Theo was doing fifty up Worchester Street when the blond man stepped from behind a tree into the street. The Volvo had just lurched over a patched strip in the asphalt, so the grille was pointed up and caught the blond man about hip-high, tossing him into the air ahead of the car. Theo stood on the brake, but even as the antilocks throbbed, the blond man hit the tarmac and the Volvo rolled over him, making sickening crunching and thumping noises as body parts ricocheted into wheel wells.

Theo checked the rearview as the car stopped and saw the blond man flopping to a stop in the red wash of the brake lights. Theo pulled the radio off his belt as he leaped from the car, and stood ready to call for help when the figure lying in the road started to get up.

Theo let the radio fall to his side. "Hey, buddy, just stay right there. Just stay calm. Help is on the way." He started loping toward the injured man, then pulled up.

The blond guy was on his hands and knees now; Theo could also see that his head was twisted the wrong way and the long blond hair was cascading back to the ground.
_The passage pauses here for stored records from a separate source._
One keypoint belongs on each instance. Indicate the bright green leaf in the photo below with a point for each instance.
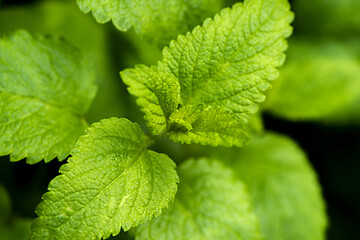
(207, 126)
(158, 95)
(11, 228)
(157, 20)
(46, 86)
(328, 82)
(111, 182)
(210, 204)
(283, 186)
(227, 63)
(47, 17)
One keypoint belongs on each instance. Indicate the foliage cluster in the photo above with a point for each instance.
(197, 163)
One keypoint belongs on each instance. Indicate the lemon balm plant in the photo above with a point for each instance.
(205, 90)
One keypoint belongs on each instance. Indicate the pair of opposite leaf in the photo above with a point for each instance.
(218, 71)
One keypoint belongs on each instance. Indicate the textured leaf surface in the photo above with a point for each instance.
(158, 95)
(283, 186)
(207, 126)
(158, 20)
(328, 82)
(210, 204)
(111, 182)
(228, 62)
(45, 88)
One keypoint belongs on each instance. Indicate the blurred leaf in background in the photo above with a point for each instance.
(11, 227)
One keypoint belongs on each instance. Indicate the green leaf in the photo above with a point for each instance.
(83, 32)
(283, 186)
(227, 63)
(207, 126)
(328, 82)
(157, 20)
(45, 88)
(210, 204)
(158, 95)
(11, 228)
(111, 182)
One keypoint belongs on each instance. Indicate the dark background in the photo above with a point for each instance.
(334, 152)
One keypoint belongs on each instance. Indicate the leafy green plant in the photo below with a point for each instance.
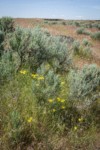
(85, 84)
(6, 24)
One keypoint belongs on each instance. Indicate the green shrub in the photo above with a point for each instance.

There was a crackling noise as the guy's head turned around to face the ground. He stood up. He was wearing a long black coat with a rain flap. This was "the suspect."

Theo started backing away. "You just stay right there. Help is on the way." Even as he said it, Theo didn't think this guy was interested in any help.

The foot that faced backward came around to the front with another series of sickening crackles. The blond man looked up at Theo for the first time.

"Ouch," he said.

"I'm guessing that smarted," Theo said. At least his eyes weren't glowing red or anything. Theo backed into the open door of the Volvo. "You might want to lie down and wait for the ambulance." For the second time in as many hours, he wished he had remembered to bring his gun along.

The blond man held an arm out toward Theo, then noticed that the thumb on the outstretched hand was on the wrong side. He grabbed it with his other hand and snapped it back into place. "I'll be okay," the blond man said, monotone.

"You know, if that coat dry-cleans itself while I'm watching, I'll nominate you for governor my own self," Theo said, trying to buy time while he thought of what he was going to say to the dispatcher when he keyed the button on the radio.

The blond man was now coming steadily toward him—the first few steps limping badly, but the limp getting better as he got closer. "Stop right there," Theo said. "You are under arrest for a two-oh-seven-A."

"What's that?" asked the blond man, now only a few feet from the Volvo.

Theo was relatively sure now that a 207A was not a possum with a handgun, but he wasn't sure what it was, so he said, "Freakin' out a little kid in his own home. Now stop right there or I will blow your fucking brains out." Theo pointed the radio, antenna first, at the blond guy.

And the blond guy stopped, only steps away. Theo could see the deep gouges cut in the man's cheeks from contact with the road. There was no blood.

"You're taller than I am," said the blond man.

Theo guessed the blond man to be about six-two, maybe three. "Hands on the roof of the car," he said, training the antenna of the radio between the impossibly blue eyes.

"I don't like that," said the blond man.

Theo crouched quickly, making himself appear shorter than the blond man by a couple of inches.

"Thanks."

"Hands on the car."

"Where's the church?"

"I'm not kidding, put your hands on the roof of the car and spread 'em." Theo's voice broke like he was hitting second puberty.

"No." The blond man snatched the radio out of Theo's hand and crushed it into shards. "Where's the church? I need to get to the church."

Theo dove into the car, scooted across the seat, and came out on the other side. When he looked back over the roof of the car the blond man was just standing there, looking at him like a parakeet might look at himself in the mirror.

"What!?" Theo screamed.

"The church?"

"Up the street you'll come to some woods. Go through them about a hundred yards."

"Thank you," said the blond man. He walked off.

Theo jumped back into the Volvo, threw it into drive. If he had to run over the guy again, so be it. But when he looked up from the dash, no one was there. It suddenly occurred to him that Molly might still be at the old chapel.